Village fountain nearby Marble Church, Vicarage and Village housing, circa 1857. Not known who designed and built but could be John Gibson, architect of the church, vicarage and village housing. The fountain was fed by pipes from ponds behind Bodelwyddan Castle, but the supply was cut when the dual carriageway was built in the 1980s. This has now been fully restored by Bodelwyddan Town Council, it can be seen fully functioning in the summer months.

Faenol Fawr

This mansion, now a country house hotel, was built in 1597 by John Lloyd, registrar for the St Asaph diocese. That date is inscribed above two fireplaces inside. The dormer windows with their stepped gables were installed as part of a rebuilding project in the 18th century, with a nod to the house’s Tudor origins.

One of the rooms, now a dining room, retains its original fireplace surround, intricately carved in wood and featuring two shields, side by side (see photo, right). The walls are lined with wood panels, also from the 16th century.

Joined to the main building’s rear wing is a dovecote, thought to have been built c.1597. Other buildings at the site may also date from the same period. Near the main forecourt is the Old Farmhouse, which may originally have been home to the estate’s steward.

Kinmel Camp

Kinmel Camp was built in 1915, during the First World War, as a military training camp. The camp was built in a valley between two hills, Engine Hill and Primrose Hill south of the village of Bodelwyddan. The site was largely empty prior to the camp’s construction with the only man made structures in close proximity being abandoned mining buildings. At the time of its construction, it was the largest army camp in Wales. The site of the camp was around 1.5 kilometres (0.93 mi) by 0.75 kilometres (0.47 mi).
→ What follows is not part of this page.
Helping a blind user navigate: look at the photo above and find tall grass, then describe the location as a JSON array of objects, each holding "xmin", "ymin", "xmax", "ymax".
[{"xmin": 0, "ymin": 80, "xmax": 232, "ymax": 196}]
Local residents set up small shops nearby, known as Tintown, where troops could buy basic items. The troops were sometimes given permission to travel by rail to Rhyl for social activities The Kinmel Camp Railway served the camp from its construction in 1915 and was later used for a nearby quarry, finally closing in 1964.
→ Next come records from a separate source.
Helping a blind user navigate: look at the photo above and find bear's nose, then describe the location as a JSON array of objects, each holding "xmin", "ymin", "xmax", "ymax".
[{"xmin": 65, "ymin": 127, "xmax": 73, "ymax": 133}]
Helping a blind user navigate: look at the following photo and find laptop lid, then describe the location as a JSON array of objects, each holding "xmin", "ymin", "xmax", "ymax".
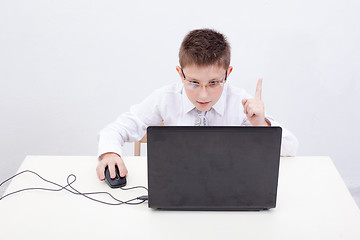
[{"xmin": 147, "ymin": 126, "xmax": 282, "ymax": 210}]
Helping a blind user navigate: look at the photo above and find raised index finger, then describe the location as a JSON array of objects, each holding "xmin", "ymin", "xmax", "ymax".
[{"xmin": 255, "ymin": 78, "xmax": 262, "ymax": 100}]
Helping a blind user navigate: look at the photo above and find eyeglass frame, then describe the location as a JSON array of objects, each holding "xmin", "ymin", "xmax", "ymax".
[{"xmin": 180, "ymin": 68, "xmax": 227, "ymax": 89}]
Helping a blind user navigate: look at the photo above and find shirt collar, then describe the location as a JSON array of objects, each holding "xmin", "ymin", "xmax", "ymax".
[{"xmin": 181, "ymin": 84, "xmax": 227, "ymax": 116}]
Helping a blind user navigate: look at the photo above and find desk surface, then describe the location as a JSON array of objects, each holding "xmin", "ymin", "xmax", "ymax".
[{"xmin": 0, "ymin": 156, "xmax": 360, "ymax": 240}]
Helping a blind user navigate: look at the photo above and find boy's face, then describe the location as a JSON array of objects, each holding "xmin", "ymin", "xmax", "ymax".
[{"xmin": 176, "ymin": 65, "xmax": 233, "ymax": 111}]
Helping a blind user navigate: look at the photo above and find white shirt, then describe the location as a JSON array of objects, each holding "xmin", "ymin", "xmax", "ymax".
[{"xmin": 98, "ymin": 83, "xmax": 298, "ymax": 156}]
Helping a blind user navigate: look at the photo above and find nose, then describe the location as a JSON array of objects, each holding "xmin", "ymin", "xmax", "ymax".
[{"xmin": 199, "ymin": 86, "xmax": 209, "ymax": 100}]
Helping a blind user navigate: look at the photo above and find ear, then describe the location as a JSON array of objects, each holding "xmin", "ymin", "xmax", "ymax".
[
  {"xmin": 226, "ymin": 66, "xmax": 233, "ymax": 78},
  {"xmin": 176, "ymin": 66, "xmax": 183, "ymax": 81}
]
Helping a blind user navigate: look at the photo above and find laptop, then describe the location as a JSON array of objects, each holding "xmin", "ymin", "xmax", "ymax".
[{"xmin": 147, "ymin": 126, "xmax": 282, "ymax": 210}]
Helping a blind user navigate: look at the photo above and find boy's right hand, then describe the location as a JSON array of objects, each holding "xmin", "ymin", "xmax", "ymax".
[{"xmin": 96, "ymin": 153, "xmax": 128, "ymax": 181}]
At the end of the war, thousands of Canadian troops remained in Europe. The military had initially planned to send the forces home at the earliest opportunity. However, considerable numbers of the troops had relatives and friends that lived in Britain and their deployment provided the opportunity to visit, a chance they would otherwise be unlikely to have. The army gave in to these demands an d stationed troops at Kinmel Camp during their stay.
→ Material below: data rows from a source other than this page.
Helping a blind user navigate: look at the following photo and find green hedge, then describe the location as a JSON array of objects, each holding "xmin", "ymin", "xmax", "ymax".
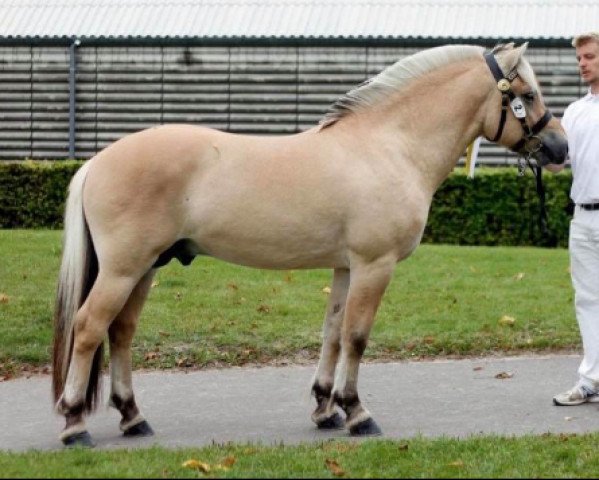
[
  {"xmin": 423, "ymin": 167, "xmax": 572, "ymax": 247},
  {"xmin": 0, "ymin": 161, "xmax": 572, "ymax": 246}
]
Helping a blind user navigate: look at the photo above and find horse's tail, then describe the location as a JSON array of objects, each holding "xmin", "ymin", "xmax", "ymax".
[{"xmin": 52, "ymin": 162, "xmax": 104, "ymax": 411}]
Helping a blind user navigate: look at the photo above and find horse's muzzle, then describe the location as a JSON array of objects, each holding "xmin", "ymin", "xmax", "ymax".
[{"xmin": 532, "ymin": 130, "xmax": 568, "ymax": 166}]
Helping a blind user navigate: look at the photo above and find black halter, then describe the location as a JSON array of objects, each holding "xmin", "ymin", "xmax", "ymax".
[
  {"xmin": 485, "ymin": 52, "xmax": 552, "ymax": 157},
  {"xmin": 485, "ymin": 52, "xmax": 557, "ymax": 246}
]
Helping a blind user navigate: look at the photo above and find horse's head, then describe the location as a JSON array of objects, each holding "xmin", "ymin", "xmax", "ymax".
[{"xmin": 483, "ymin": 43, "xmax": 568, "ymax": 165}]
The conditions at Kinmel Camp were described as “basic” and the soldiers began to grow dissatisfied by their living conditions after several months. Their chances to be repatriated home were also delayed on more than one occasion when troop carriers, initially designated to them, were used to transport other units home. An outbreak of influenza also claimed the lives of 80 soldiers at the barracks. In early 1919, small instances of looting broke out in the camp before, on 4–5 March 1919, the Kinmel Park mutiny broke out, in which 20,000 war weary soldiers expressed their anger at their treatment. The riot broke out in the Canadian section of the camp, and lasted for a night and a day. Five men were killed, and 23 were injured.

Four of the five Canadian troops killed during the riot were buried in the graveyard of Bodelwyddan church among other Commonwealth War Graves Commission memorials. Most of the war graves are casualties of the Spanish flu pandemic.

The majority of the camp was later demolished and converted into an industrial estate. A small military camp remains at the site, rebuilt to around half the size of the original structure, which contains training grounds and firing ranges and can hold around 250 soldiers. The camp is also used as a base for military training excersies in Snowdonia National Park. During the second world war, Bodelwyddan also housed an RAF surveillance posts and a prisoner of war camp at Little Pengwern.

All information on the history of Bodelwyddan can be found online.